The converted Song/SFX data is similar to the tracker data. Each Channel has an Order array which has an array of pointers to Patterns in the order they're to be played back.
A Pattern for a Channel is an array of bytes which map to commands. The end of a line is signified by a byte with bit 7 set, so anything >= 0x80 (LINE_WAIT). When this is reached it stops processing the channel's commands and waits for a variable number of Lines before processing begins again, with the number of lines to wait defined by the lower 7 bits. A list of commands in the pattern might look like:
INSTRUMENT_CHANGE, 3, ARPEGGIO, 87, NOTE_ON, 15, (LINE_END | 15), NOTE_OFF
Which would mean change the channel's instrument to 3, start an arpeggio that goes [0, 5, 7] (87 == 0x57), start playing note number 15, stop processing this line and wait for 15 lines, then stop playing the note.

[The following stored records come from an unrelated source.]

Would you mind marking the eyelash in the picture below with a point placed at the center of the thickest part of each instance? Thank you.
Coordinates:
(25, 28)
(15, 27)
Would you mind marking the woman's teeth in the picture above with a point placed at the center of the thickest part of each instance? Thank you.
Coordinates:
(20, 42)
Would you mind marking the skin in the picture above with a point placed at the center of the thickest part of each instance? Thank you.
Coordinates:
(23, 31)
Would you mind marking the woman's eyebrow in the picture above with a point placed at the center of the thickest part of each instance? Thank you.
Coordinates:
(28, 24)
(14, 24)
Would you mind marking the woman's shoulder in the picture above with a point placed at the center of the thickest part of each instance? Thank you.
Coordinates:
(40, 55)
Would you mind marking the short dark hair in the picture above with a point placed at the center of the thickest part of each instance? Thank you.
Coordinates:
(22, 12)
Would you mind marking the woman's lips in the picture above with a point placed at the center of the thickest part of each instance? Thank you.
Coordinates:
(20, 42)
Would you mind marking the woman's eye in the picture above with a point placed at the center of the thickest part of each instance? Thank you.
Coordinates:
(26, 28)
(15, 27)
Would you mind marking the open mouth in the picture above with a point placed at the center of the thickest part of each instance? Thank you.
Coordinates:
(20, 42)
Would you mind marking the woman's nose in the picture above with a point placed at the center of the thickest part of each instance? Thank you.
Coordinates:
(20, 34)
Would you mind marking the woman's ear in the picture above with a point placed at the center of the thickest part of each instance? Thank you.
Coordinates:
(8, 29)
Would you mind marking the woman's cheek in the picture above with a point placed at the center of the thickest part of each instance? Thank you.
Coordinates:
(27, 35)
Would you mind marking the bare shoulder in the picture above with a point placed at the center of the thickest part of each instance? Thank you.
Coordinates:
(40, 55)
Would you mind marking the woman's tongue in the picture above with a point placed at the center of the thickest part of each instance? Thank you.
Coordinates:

// sets banjo_fm_unit_present to 1 if an fm unit is installed, 0 otherwise
// sets banjo_game_gear_mode to 1 if it's detected that wer're running on a game gear in game gear mode, 0 otherwise
void banjo_check_hardware(void);
// initialise banjo for the given mode
void banjo_init(unsigned char mode);
// Queues ON:
// handle song/sfx queues and update playing song/sfx
// this will change the bank for slot 2 (i.e. 0x8000 to 0xbfff (writes to mapper at 0xffff))
void banjo_update(void);
// queue song/sfx to be played back starting on next banjo_update
void banjo_queue_song(unsigned char song);
void banjo_queue_sfx(unsigned char sfx);
// set the loop mode for the song/sfx
// by default songs loop, but sfx don't
void banjo_queue_song_loop_mode(unsigned char loop);
void banjo_queue_sfx_loop_mode(unsigned char loop);
// set up pointers to the song and sfx tables
void banjo_set_song_table(const song_t *song_table_ptr);
void banjo_set_sfx_table(const song_t *sfx_table_ptr);
// Queues OFF:
// start playing song/sfx
// change to the song/sfx's bank before calling this
void banjo_play_song(const song_data_t *song_ptr, unsigned char loop_mode);
void banjo_play_sfx(const song_data_t *song_ptr, unsigned char loop_mode);
// update song/sfx if one is playing
// change to the song/sfx's bank before calling this
void banjo_update_song(void);
void banjo_update_sfx(void);
// Queues both ON and OFF:
// stop the currently playing song/sfx
void banjo_song_stop(void);
void banjo_sfx_stop(void);
// resume playback of a stopped song
void banjo_song_resume(void);
// mute the given song channel
void banjo_mute_song_channel(unsigned char chan);
// unmute the given song channel
// when handling your own banking and using opll fm with custom instruments
// change to the song's bank before calling this to properly restore the custom instrument patch
void banjo_unmute_song_channel(unsigned char chan);
// variables
// stores the mode after it's set in banjo_init
extern unsigned char banjo_mode;
// flags whether the FM unit is installed
extern unsigned char banjo_fm_unit_present;
// flags whether we're running on a Game Gear
extern unsigned char banjo_game_gear_mode;
// flags whether we're running on Sega System E
extern unsigned char banjo_system_e;
extern song_data_t song_state;
extern channel_t song_channels[];
extern song_data_t sfx_state;
extern channel_t sfx_channel;